Design core: “The site’s core element is the layout of interactive type testers,” AllCaps explains. “Our inspiration for this was anchored in historical research of printed-type specimens from different eras. We are fascinated by this phenomenon as well as observing various attitudes that changed hand-in-hand with technology. This encouraged us to approach our entire website as an interactive specimen.

“The specimen layout slightly varies for each typeface individually and showcases it in various optical settings and sizes,” the foundry continues. “We didn’t want to show typefaces in a sterile setting but rather show their identity and encourage people to interact with them before downloading a trial.”

Challenges: “Design-wise, it was challenging to come up with a visual language that would put all our typefaces under one roof,” AllCaps says. “Our first sketches of the site looked completely different from the final design. During the design process, we came up with a resolution to focus on the website’s content and reserve more room for our typefaces rather than other visual elements. This resulted in a radical simplification of the site’s visual language and systematic layout.”

Favorite details: “Technologically, we’re really proud of the custom OTF font parser that extracts all font data—such as style names, metrics and lists of features—and automates the build of the glyph overview and testers,” AllCaps says.

Time constraints: “The site has been developed with a small team of independent developers for more than two years,” says AllCaps. “We were not limited by a definite launch date, so in the beginning, we reserved a large portion of time to separately prototype individual components like type testers, glyph overviews, the shopping cart and the responsive layout. Once our components had been assembled together, visual and functional fine-tuning based on UX testing was probably the most time-consuming part of the process.

Technology: “The architecture of the software follows a very strict decoupling of the front end for the store and a back-end API with an administrative GUI,” say Jiří Maha, Arnošt Neurad and Jakub Roček. “The back end is based on the Symfony framework with several open-source libraries, such as API Platform, Doctrine and AdminLte for the administrative GUI, as well as several external online services for processing emails and image optimization. The rest of the services are provided by custom-made solutions: for example, the OTF font parser that extracts information from uploaded files to the GUI.

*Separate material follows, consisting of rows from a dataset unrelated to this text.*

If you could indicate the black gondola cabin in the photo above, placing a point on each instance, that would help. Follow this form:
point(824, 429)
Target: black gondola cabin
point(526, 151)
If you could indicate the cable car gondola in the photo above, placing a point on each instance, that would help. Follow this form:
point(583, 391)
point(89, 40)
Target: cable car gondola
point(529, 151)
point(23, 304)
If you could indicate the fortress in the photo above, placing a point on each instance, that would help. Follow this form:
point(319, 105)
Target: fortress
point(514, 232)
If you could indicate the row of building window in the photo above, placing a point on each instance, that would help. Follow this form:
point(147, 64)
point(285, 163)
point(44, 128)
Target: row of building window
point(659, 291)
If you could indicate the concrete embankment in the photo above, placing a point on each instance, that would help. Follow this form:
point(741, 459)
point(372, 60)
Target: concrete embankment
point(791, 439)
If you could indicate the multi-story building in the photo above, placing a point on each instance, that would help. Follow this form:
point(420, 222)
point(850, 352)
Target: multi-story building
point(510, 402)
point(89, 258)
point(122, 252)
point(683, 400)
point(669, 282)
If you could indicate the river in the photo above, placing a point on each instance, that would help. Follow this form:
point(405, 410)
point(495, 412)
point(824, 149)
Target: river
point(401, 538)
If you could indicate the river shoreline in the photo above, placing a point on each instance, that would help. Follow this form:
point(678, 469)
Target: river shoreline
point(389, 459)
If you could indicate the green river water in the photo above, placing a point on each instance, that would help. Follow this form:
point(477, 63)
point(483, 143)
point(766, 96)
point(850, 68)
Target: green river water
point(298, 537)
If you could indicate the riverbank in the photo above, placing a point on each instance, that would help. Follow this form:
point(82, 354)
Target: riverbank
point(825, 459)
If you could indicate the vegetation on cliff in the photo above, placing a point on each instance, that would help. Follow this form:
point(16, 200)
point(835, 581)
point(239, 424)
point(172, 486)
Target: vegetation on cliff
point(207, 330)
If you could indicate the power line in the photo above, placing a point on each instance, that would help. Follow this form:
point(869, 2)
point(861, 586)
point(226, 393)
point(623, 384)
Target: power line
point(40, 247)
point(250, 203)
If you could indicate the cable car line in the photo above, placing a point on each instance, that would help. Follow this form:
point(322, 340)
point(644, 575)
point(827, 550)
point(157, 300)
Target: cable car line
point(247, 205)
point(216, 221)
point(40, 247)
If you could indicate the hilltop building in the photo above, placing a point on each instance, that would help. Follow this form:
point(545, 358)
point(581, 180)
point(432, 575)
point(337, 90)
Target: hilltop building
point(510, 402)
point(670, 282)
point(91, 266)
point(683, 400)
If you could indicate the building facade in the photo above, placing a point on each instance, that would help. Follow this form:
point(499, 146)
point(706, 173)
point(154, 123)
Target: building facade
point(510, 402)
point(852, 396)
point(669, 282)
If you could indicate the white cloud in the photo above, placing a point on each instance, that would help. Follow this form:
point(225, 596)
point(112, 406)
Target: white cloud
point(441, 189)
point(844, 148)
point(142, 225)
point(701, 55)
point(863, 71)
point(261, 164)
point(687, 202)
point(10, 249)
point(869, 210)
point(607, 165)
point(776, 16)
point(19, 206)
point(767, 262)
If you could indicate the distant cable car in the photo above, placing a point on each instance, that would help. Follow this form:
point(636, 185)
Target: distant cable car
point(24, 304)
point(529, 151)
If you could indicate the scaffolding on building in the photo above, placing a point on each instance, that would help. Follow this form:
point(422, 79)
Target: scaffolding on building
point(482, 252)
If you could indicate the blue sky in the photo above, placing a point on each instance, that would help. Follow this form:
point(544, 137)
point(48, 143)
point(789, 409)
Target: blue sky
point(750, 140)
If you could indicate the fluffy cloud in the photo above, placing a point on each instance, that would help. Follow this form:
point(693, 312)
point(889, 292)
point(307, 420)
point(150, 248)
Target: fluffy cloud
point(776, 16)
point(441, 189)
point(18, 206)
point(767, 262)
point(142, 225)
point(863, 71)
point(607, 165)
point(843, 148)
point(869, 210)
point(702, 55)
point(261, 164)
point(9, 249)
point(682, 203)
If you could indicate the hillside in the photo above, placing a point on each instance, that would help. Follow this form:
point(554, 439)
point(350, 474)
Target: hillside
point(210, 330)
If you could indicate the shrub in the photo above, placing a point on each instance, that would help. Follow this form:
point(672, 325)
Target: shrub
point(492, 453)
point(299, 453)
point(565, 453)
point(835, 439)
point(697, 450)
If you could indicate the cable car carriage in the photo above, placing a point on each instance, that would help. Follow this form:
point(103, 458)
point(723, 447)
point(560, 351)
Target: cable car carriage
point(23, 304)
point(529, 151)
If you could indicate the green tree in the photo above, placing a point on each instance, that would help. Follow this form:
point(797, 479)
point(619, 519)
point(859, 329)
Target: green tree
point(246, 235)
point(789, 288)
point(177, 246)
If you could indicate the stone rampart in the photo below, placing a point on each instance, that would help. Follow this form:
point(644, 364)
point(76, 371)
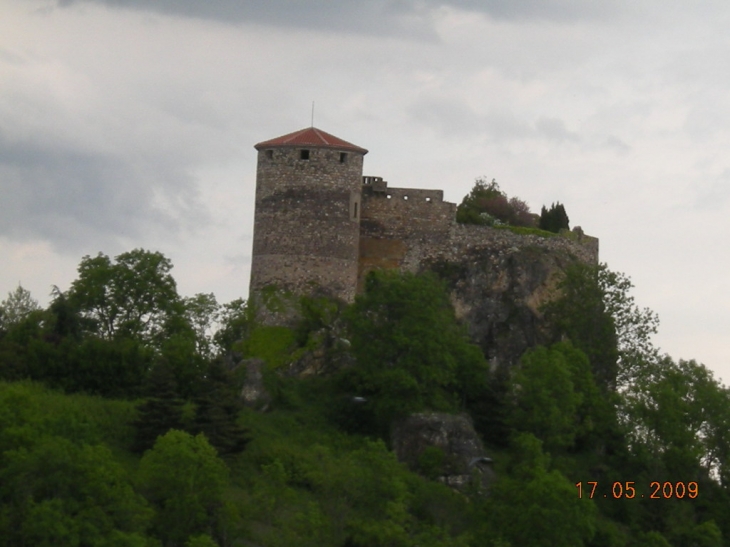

“The storefront is written on Next.js in plain JavaScript with styling done in SASS and processed by Vercel’s styled-jsx,” Maha, Neurad and Roček continue. “The styling also makes heavier use of newer CSS features, such as CSS custom properties, font-feature-settings and grids. We put a high focus on a solution for a precise vertical rhythm. All items are kept well-responsive from mobile to 4K by using relative size units wherever possible. We would not have been able to implement the font testers without the help of the Capsize library.

“The state management is built on Redux with the Rematch library, which enables us to easily batch synchronizations with the API and offers a nice separation of concerns in managing the internal state of the storefront,” the trio says.